In a previous blog I looked at how we can work out transpositions, and how permutations fit into this. See: http://www.brane-space.blogspot.com/2012/12/extending-permutation-groups.html
What I'd now like to do is extend the permutation basis to three-dimensional geometry (specifically solids) and look at the tetrahedron(Fig. 1, below). Since the interface in the main blogger frame doesn't allow the adequate use of symbols such as I'll be using - I will insert some the working in the image (Fig. 1) and already known alternative symbols in the text.
The main proposition we're going to be proving here is that for a 3D figure like the tetrahedron, we can reduce it to an algebraic complex then show the "boundary of a boundary" is zero, by applying the permutation principle.
Now, consider the ordered tetrahedron (vertices ordered by number) shown in Fig. 1. Call the ordering '1234'. In terms of signage (sign rules - e.g. for (+) or (-) being followed, it's important to note that a segment (1 2) induces orientation (+1) in the associated complex, but a segment (2 1) induces (-1). This is how differing segments acquire negative signage in the complex.
The boundary of the tetrahedron, in terms of its four faces can than be written:
- (1 2 3) - (1 3 4) + (1 2 4) + (1 3 4)
And the calculation of the boundary is shown in Fig. 1 using the appropriate boundary symbols for the respective faces.

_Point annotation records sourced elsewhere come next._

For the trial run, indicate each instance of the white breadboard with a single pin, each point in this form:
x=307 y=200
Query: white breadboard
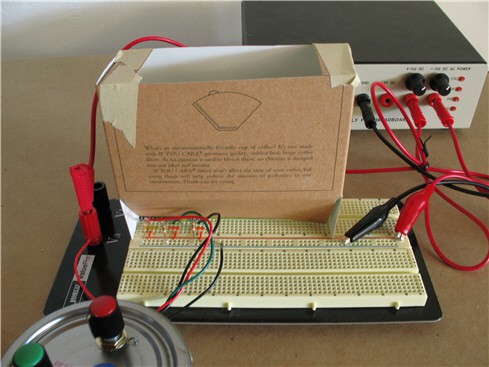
x=276 y=263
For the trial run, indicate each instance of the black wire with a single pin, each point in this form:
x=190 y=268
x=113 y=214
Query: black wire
x=441 y=183
x=214 y=281
x=194 y=255
x=425 y=173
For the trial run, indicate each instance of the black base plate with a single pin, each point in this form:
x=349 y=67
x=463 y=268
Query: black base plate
x=108 y=263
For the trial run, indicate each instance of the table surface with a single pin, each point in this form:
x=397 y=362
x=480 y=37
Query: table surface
x=45 y=119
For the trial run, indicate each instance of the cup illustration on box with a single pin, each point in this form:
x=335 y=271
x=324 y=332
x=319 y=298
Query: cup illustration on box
x=227 y=111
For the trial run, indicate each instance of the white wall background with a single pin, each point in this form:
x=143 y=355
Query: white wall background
x=38 y=28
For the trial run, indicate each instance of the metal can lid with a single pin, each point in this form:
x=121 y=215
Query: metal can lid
x=65 y=335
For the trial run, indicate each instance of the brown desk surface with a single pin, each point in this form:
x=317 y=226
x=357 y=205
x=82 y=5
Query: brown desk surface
x=45 y=117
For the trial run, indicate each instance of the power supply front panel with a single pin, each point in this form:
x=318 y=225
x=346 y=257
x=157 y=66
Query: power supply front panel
x=466 y=82
x=389 y=40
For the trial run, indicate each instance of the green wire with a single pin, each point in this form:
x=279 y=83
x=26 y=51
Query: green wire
x=206 y=266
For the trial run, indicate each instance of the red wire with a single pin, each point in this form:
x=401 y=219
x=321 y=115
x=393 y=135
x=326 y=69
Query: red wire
x=199 y=257
x=464 y=174
x=93 y=117
x=93 y=123
x=386 y=124
x=377 y=170
x=77 y=274
x=464 y=211
x=152 y=38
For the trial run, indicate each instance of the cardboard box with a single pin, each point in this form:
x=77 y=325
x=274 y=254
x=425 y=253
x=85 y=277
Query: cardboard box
x=248 y=131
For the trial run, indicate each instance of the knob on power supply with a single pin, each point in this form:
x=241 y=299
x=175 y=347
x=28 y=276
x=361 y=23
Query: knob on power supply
x=441 y=83
x=415 y=83
x=31 y=355
x=106 y=323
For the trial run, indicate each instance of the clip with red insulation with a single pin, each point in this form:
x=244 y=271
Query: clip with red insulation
x=83 y=180
x=411 y=101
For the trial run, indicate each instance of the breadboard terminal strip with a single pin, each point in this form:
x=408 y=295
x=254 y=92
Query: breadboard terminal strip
x=276 y=263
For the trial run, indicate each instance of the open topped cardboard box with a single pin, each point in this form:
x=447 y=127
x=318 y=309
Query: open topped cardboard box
x=247 y=131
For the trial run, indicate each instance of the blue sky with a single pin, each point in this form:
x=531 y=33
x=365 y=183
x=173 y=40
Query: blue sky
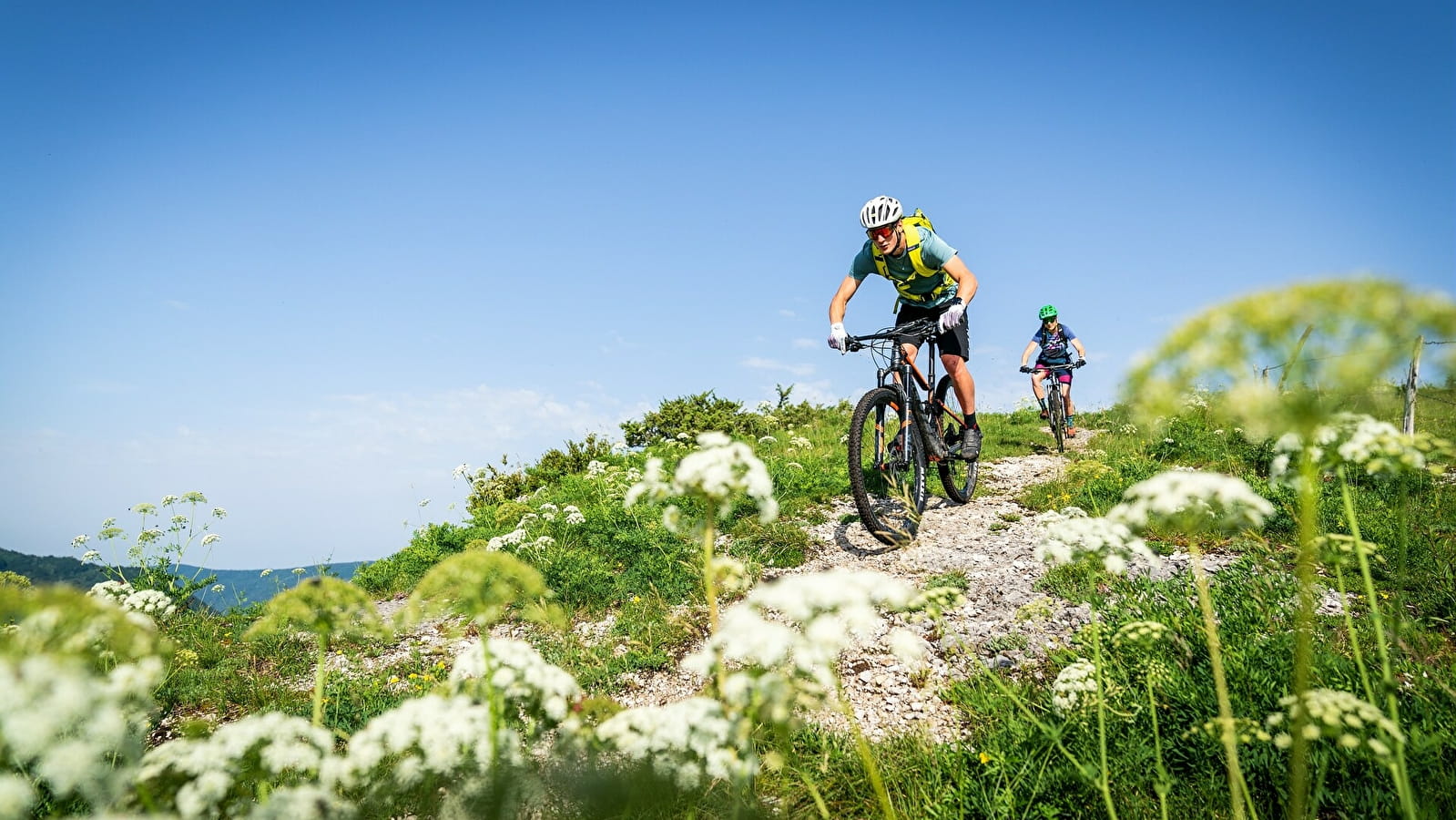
x=309 y=257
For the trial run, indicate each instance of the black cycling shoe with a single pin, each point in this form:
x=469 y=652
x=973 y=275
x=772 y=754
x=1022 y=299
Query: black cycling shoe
x=970 y=445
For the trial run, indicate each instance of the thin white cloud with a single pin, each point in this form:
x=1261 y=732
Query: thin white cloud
x=759 y=363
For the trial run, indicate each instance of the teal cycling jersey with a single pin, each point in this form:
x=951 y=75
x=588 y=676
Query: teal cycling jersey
x=900 y=270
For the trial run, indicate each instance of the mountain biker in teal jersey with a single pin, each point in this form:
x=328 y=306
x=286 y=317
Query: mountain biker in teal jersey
x=932 y=282
x=1054 y=341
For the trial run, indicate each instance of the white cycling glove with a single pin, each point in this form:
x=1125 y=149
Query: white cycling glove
x=952 y=315
x=838 y=335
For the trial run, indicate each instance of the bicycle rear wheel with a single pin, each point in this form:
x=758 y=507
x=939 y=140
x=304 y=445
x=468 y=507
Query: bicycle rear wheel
x=1057 y=415
x=885 y=467
x=957 y=474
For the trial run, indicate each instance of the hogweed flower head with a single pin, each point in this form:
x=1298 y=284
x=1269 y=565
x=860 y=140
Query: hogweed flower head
x=218 y=775
x=718 y=472
x=801 y=623
x=1191 y=501
x=481 y=586
x=687 y=742
x=1372 y=447
x=1331 y=714
x=420 y=746
x=1071 y=537
x=323 y=606
x=1074 y=686
x=1139 y=634
x=1264 y=348
x=520 y=674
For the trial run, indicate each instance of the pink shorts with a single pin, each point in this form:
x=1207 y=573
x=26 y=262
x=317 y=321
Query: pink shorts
x=1064 y=376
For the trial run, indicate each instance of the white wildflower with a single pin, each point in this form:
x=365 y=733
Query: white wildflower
x=1074 y=686
x=1072 y=537
x=206 y=774
x=689 y=742
x=428 y=739
x=517 y=671
x=1336 y=715
x=1191 y=501
x=1373 y=447
x=719 y=471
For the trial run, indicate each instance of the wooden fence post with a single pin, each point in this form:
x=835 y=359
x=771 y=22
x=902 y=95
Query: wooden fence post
x=1409 y=420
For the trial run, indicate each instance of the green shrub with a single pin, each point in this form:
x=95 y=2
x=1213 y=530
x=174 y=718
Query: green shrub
x=685 y=416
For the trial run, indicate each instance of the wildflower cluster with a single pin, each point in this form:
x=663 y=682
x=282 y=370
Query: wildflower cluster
x=1139 y=634
x=718 y=472
x=403 y=758
x=686 y=742
x=1074 y=688
x=1191 y=501
x=1071 y=537
x=148 y=602
x=1376 y=447
x=1336 y=715
x=216 y=776
x=548 y=513
x=517 y=671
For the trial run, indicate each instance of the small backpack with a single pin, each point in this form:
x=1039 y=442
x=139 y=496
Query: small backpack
x=918 y=219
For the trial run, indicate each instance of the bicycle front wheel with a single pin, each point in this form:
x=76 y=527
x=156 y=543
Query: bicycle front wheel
x=957 y=474
x=885 y=467
x=1057 y=415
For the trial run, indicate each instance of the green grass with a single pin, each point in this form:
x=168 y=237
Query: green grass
x=625 y=566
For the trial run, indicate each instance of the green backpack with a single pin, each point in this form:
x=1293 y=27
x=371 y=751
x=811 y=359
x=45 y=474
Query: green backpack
x=918 y=219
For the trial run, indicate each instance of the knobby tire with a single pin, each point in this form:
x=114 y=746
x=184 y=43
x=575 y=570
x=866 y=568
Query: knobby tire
x=957 y=475
x=885 y=469
x=1057 y=414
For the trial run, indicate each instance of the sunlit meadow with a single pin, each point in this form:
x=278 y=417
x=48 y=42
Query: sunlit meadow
x=1267 y=557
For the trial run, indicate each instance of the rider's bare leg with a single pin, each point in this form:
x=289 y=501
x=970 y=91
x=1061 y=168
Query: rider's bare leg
x=962 y=379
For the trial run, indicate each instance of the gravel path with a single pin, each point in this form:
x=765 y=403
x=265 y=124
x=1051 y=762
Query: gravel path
x=1003 y=620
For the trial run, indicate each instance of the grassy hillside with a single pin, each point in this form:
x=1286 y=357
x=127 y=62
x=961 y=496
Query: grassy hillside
x=240 y=588
x=1178 y=700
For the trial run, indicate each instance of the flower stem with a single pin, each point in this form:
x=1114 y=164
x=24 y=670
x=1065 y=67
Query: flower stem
x=1101 y=722
x=1303 y=635
x=1220 y=686
x=1164 y=781
x=1402 y=780
x=319 y=674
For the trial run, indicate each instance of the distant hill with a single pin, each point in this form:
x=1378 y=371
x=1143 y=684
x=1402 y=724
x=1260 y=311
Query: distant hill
x=240 y=588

Leading to the result which we saw earlier, i.e. http://www.brane-space.blogspot.com/2012/11/factor-groups-via-cycles-and-some.html , that the boundary of a boundary is zero, or ¶ ¶= 0 (Given as Delta Delta in the Figure)
By definition, the factor group: Hr = Zr/ Br
Then, in our case, Br = B2 (for the boundary) while: H2 = Z2
where: Z2 = a(1 2 3) + b(1 2 4) + c (1 3 4) + d( 2 3 4)
The careful reader who's followed the earlier blog entries on groups, factor groups should be able to show this.